Humans still pick the final copy for key campaigns. In the old flow, an approval in Slack did not bind to the exact payload that got sent. We fixed that by generating an approval token that encodes the contact ID, campaign ID, and a hash of the draft. The token expires quickly and is consumed by the sending agent.

If you run your approvals in Slack, our platform supports Slack approval workflows. That post covers the UI pattern and the five minute setup. We followed best practices for agent approvals in Slack so reviewers saw the diff and the expiry time.

Observability baked in

We shipped with traces, logs, and counters. The minimum we needed was a trace per contact, an event timeline, and counters for retries by cause code. We also wired a replay button that reads the last valid fact from the warehouse and requeues the command with the same idempotency key.

  • Traces show a waterfall for Ingest, CRM, Messaging, and Warehouse agents.
  • Counters group transient vs permanent failures so on call knows whether to wait or act.
  • Timelines help Sales see when a contact was enriched, emailed, and converted.

If you are starting from scratch and want a safe path, the answers to common questions on pricing, setup, and data handling can save a lot of time.

Step 1Model events and contracts

We wrote the event and command schemas first, then generated validators and TypeScript types. That gave us compile time confidence and runtime clarity. It also made it trivial to do a shadow run that compared the old outputs with the new ones.

Long tail query we validated with this step: how to migrate Zapier to OpenClaw without breaking existing attribution.

Step 2Make every effect idempotent

We started with email sends and CRM writes, then moved to comment inserts and warehouse loads. When we could not get a provider to behave, we put the key in a cache and treated the provider as a pure function from the perspective of our agents.
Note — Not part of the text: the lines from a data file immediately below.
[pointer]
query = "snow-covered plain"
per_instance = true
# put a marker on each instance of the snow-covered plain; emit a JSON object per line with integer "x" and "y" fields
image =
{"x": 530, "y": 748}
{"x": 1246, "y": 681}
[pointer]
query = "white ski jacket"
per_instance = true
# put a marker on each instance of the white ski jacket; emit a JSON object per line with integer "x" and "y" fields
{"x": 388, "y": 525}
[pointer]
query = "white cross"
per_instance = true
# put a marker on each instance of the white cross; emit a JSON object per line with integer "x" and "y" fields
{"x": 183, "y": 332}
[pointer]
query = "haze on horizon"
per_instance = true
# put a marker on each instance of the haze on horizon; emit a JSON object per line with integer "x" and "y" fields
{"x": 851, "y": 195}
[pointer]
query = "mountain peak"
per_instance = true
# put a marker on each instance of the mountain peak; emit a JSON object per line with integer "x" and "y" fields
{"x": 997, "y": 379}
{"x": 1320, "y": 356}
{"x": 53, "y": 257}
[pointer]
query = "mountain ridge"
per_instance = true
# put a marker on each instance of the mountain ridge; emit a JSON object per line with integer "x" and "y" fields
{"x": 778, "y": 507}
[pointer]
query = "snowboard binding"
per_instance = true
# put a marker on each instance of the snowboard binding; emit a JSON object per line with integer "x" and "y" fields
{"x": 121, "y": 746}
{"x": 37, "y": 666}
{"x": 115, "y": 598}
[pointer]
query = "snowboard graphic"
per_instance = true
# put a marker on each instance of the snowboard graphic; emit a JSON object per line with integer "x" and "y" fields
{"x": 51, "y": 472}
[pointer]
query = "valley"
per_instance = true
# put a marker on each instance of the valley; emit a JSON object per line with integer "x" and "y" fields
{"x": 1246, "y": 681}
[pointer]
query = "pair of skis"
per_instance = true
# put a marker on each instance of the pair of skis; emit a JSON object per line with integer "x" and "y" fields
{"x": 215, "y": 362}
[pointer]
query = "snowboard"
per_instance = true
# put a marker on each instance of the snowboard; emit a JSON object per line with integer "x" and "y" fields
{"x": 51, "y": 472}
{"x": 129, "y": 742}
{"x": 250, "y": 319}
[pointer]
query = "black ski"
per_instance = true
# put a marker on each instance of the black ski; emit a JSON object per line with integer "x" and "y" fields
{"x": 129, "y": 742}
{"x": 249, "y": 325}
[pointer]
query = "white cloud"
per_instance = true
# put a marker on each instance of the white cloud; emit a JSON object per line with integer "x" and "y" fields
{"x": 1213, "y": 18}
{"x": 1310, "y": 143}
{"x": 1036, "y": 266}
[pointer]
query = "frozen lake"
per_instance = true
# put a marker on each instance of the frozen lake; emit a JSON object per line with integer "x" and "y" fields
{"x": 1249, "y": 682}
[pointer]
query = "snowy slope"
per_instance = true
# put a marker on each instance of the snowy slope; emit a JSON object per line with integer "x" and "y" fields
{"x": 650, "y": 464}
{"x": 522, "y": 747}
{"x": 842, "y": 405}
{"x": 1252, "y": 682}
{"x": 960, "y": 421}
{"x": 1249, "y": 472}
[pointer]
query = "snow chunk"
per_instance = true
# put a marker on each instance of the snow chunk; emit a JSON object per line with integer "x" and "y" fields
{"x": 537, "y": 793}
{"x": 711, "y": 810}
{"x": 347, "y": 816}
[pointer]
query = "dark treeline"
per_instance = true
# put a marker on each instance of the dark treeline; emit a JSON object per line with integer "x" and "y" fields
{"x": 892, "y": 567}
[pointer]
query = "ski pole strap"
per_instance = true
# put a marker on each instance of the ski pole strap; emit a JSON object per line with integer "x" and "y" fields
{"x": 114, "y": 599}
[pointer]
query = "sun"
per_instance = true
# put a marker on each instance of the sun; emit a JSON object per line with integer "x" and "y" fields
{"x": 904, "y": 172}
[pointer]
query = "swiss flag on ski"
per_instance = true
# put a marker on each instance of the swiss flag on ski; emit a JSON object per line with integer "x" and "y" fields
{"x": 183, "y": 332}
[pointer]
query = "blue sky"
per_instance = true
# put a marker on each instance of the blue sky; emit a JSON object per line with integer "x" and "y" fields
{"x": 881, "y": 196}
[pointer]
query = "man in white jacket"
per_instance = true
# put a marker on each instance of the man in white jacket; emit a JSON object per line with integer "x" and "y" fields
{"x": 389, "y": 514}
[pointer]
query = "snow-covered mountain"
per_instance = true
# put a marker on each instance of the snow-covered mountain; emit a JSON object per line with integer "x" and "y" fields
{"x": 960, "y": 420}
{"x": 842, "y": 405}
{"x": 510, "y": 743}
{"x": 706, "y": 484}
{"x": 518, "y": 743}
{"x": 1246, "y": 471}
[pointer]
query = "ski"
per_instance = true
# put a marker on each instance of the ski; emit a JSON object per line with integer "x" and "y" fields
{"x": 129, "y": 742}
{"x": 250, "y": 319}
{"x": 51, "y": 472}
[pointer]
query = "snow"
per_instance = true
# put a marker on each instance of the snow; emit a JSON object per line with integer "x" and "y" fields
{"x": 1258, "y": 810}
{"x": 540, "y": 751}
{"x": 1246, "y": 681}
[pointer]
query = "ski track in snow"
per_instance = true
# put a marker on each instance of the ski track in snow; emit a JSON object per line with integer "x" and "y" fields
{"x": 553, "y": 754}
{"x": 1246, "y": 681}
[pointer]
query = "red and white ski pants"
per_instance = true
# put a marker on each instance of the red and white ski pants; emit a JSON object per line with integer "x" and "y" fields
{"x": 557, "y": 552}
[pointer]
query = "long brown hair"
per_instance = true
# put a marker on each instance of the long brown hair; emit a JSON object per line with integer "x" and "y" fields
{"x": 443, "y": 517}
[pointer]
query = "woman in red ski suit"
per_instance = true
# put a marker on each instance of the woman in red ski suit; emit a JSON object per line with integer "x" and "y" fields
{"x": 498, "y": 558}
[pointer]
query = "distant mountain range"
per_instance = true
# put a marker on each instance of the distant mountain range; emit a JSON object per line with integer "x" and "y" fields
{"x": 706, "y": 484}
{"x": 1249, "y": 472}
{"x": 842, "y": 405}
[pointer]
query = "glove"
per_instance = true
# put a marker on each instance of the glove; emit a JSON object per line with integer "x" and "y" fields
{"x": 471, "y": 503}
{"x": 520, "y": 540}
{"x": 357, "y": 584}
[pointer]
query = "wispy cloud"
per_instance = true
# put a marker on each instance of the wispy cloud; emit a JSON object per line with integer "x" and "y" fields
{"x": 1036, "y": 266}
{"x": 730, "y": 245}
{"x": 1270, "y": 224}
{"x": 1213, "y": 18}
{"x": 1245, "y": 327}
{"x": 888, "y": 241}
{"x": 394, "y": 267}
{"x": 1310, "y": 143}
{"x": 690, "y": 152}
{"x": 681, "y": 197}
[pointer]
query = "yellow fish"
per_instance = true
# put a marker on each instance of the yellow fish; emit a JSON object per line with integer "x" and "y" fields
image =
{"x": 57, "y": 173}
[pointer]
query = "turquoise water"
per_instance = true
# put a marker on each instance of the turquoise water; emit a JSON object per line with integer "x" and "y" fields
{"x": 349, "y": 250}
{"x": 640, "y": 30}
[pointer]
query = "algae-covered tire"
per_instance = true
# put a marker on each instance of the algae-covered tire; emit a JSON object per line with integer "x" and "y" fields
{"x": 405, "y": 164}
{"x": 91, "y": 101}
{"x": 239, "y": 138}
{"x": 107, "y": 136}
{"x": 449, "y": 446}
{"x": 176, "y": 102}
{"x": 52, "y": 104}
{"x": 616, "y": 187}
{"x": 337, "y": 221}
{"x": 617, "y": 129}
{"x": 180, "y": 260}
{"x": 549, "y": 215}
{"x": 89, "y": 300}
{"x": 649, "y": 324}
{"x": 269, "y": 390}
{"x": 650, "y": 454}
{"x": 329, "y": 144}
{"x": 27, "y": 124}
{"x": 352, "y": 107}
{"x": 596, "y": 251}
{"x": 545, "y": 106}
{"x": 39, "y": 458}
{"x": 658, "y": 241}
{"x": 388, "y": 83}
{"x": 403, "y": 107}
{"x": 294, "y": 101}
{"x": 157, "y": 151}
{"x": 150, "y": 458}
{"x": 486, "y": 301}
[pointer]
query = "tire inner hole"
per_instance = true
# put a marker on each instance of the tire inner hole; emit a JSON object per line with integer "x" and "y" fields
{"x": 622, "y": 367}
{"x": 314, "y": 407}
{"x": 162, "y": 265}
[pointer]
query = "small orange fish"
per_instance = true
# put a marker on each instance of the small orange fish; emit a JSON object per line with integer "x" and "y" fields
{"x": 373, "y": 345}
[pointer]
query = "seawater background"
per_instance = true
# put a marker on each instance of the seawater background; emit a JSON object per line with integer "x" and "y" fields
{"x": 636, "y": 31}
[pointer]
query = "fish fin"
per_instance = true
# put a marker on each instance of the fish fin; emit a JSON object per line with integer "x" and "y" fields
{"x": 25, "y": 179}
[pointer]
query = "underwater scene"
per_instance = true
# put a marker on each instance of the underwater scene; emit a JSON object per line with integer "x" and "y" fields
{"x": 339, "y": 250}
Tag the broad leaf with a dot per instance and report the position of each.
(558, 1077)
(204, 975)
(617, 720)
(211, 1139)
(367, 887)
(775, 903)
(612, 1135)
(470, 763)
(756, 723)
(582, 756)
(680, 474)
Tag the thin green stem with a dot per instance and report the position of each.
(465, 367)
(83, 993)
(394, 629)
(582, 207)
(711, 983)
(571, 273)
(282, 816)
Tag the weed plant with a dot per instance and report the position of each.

Long tail we tested here: idempotent email send pipeline with agents using a deterministic key.

Step 3Add retries with jitter and a breaker

We had one partner API that timed out randomly. The breaker kept pressure off the endpoint while probes kept checking if it had recovered. The jitter kept us from stampeding a cold cache. External references at the end of this post outline both patterns in more depth.

Step 4Bind human approvals to payloads

We replaced loose Slack approvals with signed tokens. The token tied the exact draft to an identity and an expiry. The send step refused to proceed without a valid token. Reviewers loved that they could see the diff and that nothing could ship unless they approved the exact copy.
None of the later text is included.